Par ailleurs, l’écologie, comme science, n’engage apparemment à rien celui qui s’y adonne, alors que, en sa
seconde acception, elle est immédiatement politique. On comprend donc l’appellation d’« écologue »
revendiquée par certains chercheurs pour se démarquer des « écologistes », et l’existence aussi bien d’« écoles »
à l’intérieur de la science écologique, que de « mouvements » de pensée, de sensibilités susceptibles de se
traduire par des engagements d’ordre social ou politique. Seulement, l’audience de l’écologie comme science
tient à cette dimension sociale et vitale des questions dont elle s’occupe. Ainsi, en tant qu’elle prend en compte
l’action des hommes sur leurs milieux, l’écologie est une science qui se situe à l’intersection des sciences de la
nature et des sciences humaines et sociales, voire les englobe. Et ce qui donne non pas son contenu, mais son
sens particulier à l’écologie « scientifique », ce n’est pas sa scientificité, puisqu’elle n’est pas plus scientifique
que d’autres sciences comme la chimie, le calcul des probabilités, la numismatique ou la linguistique, mais le fait
qu’elle concerne finalement l’inscription des hommes dans le monde naturel.
Plus encore, même en tant que discipline scientifique, l’écologie n’est pas neutre du point de vue des valeurs,
puisqu’elle se déploie au contraire, plus ou moins explicitement, en fonction de projets qui en déterminent
l’esprit comme les directions de recherche, c’est-à-dire en fonction d’un sens qui se décide au niveau de ce que
Husserl appelait « le monde de la vie ». De fait, ce qui la détermine le plus souvent, c’est le projet moderne,
répondant à l’idéologie du progrès propre aux Lumières, visant à la plus grande maîtrise possible des
phénomènes naturels, c’est-à-dire à l’exploitation ou à la « gestion » des ressources naturelles. Nombre de
recherches en écologie se voient ainsi prescrire leur objet par les industries agro-alimentaires et pharmaceutiques
qui les financent, et dont la visée est de maximiser des profits économiques. C’est pourquoi les retombées
théoriques de ces recherches n’excluent pas une rationalisation accrue, c’est-à-dire une intensification et une
multiplication des problèmes qu’elle a pour tâche de résoudre.
À ce niveau, l’ambiguïté de l’écologie tient au fait qu’elle est inversement susceptible de se déployer dans le
cadre d’une critique de ce projet moderne, en appelant à interroger la manière dont l’homme conçoit son rapport
à la nature, y intervient, et donc la manière dont il se conçoit lui-même.
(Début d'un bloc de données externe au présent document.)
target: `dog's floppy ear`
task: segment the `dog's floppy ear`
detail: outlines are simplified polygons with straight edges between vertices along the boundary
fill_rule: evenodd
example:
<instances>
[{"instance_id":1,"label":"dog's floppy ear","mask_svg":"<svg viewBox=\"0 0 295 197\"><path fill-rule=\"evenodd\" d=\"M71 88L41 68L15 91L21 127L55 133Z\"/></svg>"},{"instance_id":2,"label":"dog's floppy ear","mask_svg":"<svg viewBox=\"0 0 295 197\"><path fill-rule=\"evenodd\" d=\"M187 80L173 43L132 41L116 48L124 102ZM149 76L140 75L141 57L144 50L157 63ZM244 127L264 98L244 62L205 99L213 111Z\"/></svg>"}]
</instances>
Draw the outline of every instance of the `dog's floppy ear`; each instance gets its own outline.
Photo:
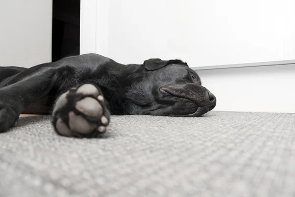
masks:
<instances>
[{"instance_id":1,"label":"dog's floppy ear","mask_svg":"<svg viewBox=\"0 0 295 197\"><path fill-rule=\"evenodd\" d=\"M186 63L180 60L162 60L159 58L152 58L146 60L144 62L144 66L148 70L155 70L172 64L187 66Z\"/></svg>"}]
</instances>

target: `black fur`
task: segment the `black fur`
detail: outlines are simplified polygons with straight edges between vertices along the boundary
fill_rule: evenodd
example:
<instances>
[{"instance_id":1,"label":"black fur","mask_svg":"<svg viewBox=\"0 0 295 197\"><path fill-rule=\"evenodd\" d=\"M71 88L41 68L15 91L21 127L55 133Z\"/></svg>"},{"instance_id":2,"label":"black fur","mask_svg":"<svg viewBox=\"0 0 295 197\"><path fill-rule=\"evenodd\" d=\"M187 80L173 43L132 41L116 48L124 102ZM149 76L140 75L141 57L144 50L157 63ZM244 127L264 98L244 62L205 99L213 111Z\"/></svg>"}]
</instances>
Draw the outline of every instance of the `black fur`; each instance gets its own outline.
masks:
<instances>
[{"instance_id":1,"label":"black fur","mask_svg":"<svg viewBox=\"0 0 295 197\"><path fill-rule=\"evenodd\" d=\"M86 54L30 68L0 67L0 131L21 113L50 113L59 95L88 83L101 88L112 114L200 116L216 104L199 76L180 60L125 65Z\"/></svg>"}]
</instances>

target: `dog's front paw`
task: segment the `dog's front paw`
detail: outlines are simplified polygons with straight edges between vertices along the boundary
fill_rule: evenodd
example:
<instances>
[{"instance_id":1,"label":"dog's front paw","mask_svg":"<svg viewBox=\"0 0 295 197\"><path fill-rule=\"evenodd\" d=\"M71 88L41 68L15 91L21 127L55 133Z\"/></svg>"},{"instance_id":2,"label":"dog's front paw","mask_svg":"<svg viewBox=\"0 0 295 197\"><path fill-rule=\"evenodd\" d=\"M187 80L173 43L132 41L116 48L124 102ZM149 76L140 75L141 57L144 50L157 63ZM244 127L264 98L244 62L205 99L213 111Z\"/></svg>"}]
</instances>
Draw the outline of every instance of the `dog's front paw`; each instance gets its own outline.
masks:
<instances>
[{"instance_id":1,"label":"dog's front paw","mask_svg":"<svg viewBox=\"0 0 295 197\"><path fill-rule=\"evenodd\" d=\"M53 125L59 134L79 137L95 137L104 133L110 116L101 90L90 84L61 95L53 115Z\"/></svg>"},{"instance_id":2,"label":"dog's front paw","mask_svg":"<svg viewBox=\"0 0 295 197\"><path fill-rule=\"evenodd\" d=\"M18 119L19 115L13 107L0 103L0 132L11 127Z\"/></svg>"}]
</instances>

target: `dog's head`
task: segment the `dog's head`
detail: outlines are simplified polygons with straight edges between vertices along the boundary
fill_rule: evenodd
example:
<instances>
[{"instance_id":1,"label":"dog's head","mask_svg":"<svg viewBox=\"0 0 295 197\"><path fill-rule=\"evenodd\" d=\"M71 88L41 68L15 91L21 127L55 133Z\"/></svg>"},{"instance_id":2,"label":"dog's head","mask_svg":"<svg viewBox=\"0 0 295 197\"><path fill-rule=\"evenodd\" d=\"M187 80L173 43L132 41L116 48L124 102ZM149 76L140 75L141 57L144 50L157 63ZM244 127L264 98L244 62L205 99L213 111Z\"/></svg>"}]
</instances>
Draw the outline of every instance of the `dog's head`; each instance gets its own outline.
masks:
<instances>
[{"instance_id":1,"label":"dog's head","mask_svg":"<svg viewBox=\"0 0 295 197\"><path fill-rule=\"evenodd\" d=\"M146 60L143 74L128 92L128 113L171 116L201 116L214 108L215 96L198 74L181 60Z\"/></svg>"}]
</instances>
Elle s’avère ainsi contemporaine à la fois
du déploiement de la technique moderne et de la réaction suscitée par ses retombées. Dans l’espace américain, la
dévastation des terres conquises par les pionniers américains et l’impact de l’industrialisation ont ainsi engendré
une sensibilité nouvelle à l’égard de la nature qui a, par exemple, conduit à la création du premier parc naturel
sur le territoire de Yellowstone en 1872. Sans qu’il soit possible de considérer que la naissance d’un phénomène
coïncide purement et simplement avec le moment il trouve son appellation, il convient de revenir à l’acte de
baptême de l’écologie, c’est-dire à Haeckel qui en forge le concept, pour en dégager le contexte philosophique.